Here are the coefficients in the different variants of the original function can be referred to as non-significant. Discarding those coefficients won't really change the behavior of the function.

Extension to Neural Networks

The above concept can be applied to neural networks as well. This needs a bit more details to be unfolded. Consider the weights of a trained network. How could we make sense of the weights that are non-significant? What's the premise here?

For this to be answered, consider the optimization process with gradient descent. Not all the weights are updated using the same gradient magnitudes. The gradients of a given loss function are taken with respect to the weights (and biases). During the optimization process, some of the weights are updated with larger gradient magnitudes (both positive and negative) than the others. These weights are considered to be significant by the optimizer to minimize the training objective. The weights that receive relatively smaller gradients can be considered as non-significant.

After the training is complete, we can inspect the weight magnitudes of a network layer by layer and figure out the weights that are significant. This decision be made using several heuristics -

If all of these are becoming hard to comprehend, don't worry. In the next section, things will become clearer.

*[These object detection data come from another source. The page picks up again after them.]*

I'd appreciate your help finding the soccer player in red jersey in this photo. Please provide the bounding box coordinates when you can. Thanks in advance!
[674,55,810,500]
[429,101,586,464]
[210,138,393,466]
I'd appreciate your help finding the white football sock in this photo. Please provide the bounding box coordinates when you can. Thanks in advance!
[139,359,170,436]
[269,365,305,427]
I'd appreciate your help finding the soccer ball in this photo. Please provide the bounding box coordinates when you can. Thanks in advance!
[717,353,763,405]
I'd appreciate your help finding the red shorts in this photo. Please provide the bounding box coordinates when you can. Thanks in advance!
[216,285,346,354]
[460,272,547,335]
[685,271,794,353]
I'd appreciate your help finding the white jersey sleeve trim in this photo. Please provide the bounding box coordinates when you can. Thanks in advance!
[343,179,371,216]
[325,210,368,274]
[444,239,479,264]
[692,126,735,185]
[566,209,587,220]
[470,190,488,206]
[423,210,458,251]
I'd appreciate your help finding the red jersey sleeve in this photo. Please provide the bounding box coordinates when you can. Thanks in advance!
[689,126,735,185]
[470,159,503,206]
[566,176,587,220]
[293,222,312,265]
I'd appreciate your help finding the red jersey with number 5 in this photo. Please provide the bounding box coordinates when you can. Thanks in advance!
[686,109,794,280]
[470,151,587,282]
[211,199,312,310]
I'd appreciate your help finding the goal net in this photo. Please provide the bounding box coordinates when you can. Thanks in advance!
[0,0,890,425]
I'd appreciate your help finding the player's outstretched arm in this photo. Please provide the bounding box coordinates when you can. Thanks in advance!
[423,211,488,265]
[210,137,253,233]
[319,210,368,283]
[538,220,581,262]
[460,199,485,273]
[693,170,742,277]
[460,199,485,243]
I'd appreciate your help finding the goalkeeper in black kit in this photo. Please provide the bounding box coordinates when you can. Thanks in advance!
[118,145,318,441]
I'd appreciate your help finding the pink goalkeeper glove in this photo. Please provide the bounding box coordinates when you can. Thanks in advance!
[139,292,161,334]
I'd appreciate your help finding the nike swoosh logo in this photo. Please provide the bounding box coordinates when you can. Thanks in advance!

Pruning a Trained Neural Network

Full code in Colab →

Now that we have a fair bit of understanding of what could be called significant weights, we can discuss magnitude-based pruning. In magnitude-based pruning, we consider weight magnitude to be the criteria for pruning. By pruning what we really mean is zeroing out the non-significant weights. Following code, snippet might be helpful to understand this -

# Copy the kernel weights and get ranked indices of the
# column-wise L2 Norms
kernel_weights = np.copy(k_weights)
ind = np.argsort(np.linalg.norm(kernel_weights, axis=0))
    
# Number of indices to be set to 0
sparsity_percentage = 0.7
cutoff = int(len(ind)*sparsity_percentage)

# The indices in the 2D kernel weight matrix to be set to 0
sparse_cutoff_inds = ind[0:cutoff]
kernel_weights[:,sparse_cutoff_inds] = 0.

(This code snippet comes from here)

Here's a pictorial representation of the transformation that would be happening to the weights after they have been learned -

It can be applied to the biases also. It's important to note that here we consider an entire layer receiving an input of shape (1,2) and containing 3 neurons. It's often advisable to retrain the network after it is pruned to compensate for any drop in its performance. When doing such retraining it's important to note that, the weights that were pruned, won't be updated during the retraining.

Seeing Things in Action

Enough jibber-jabber! Let's see these things in action. To keep things simple we'll be testing these concepts on the MNIST dataset but you should be able to extend them to more complex datasets as well. We'll be using a shallow fully-connected network having the following topology -

The network has got a total of 20,410 trainable parameters. Training this network for 10 epochs gets us a good baseline -

Seeing Things in Action

Recipe 1: Take a trained network, prune it with more training

You are encouraged to follow along with this Colab Notebook mentioned at the top from this point on.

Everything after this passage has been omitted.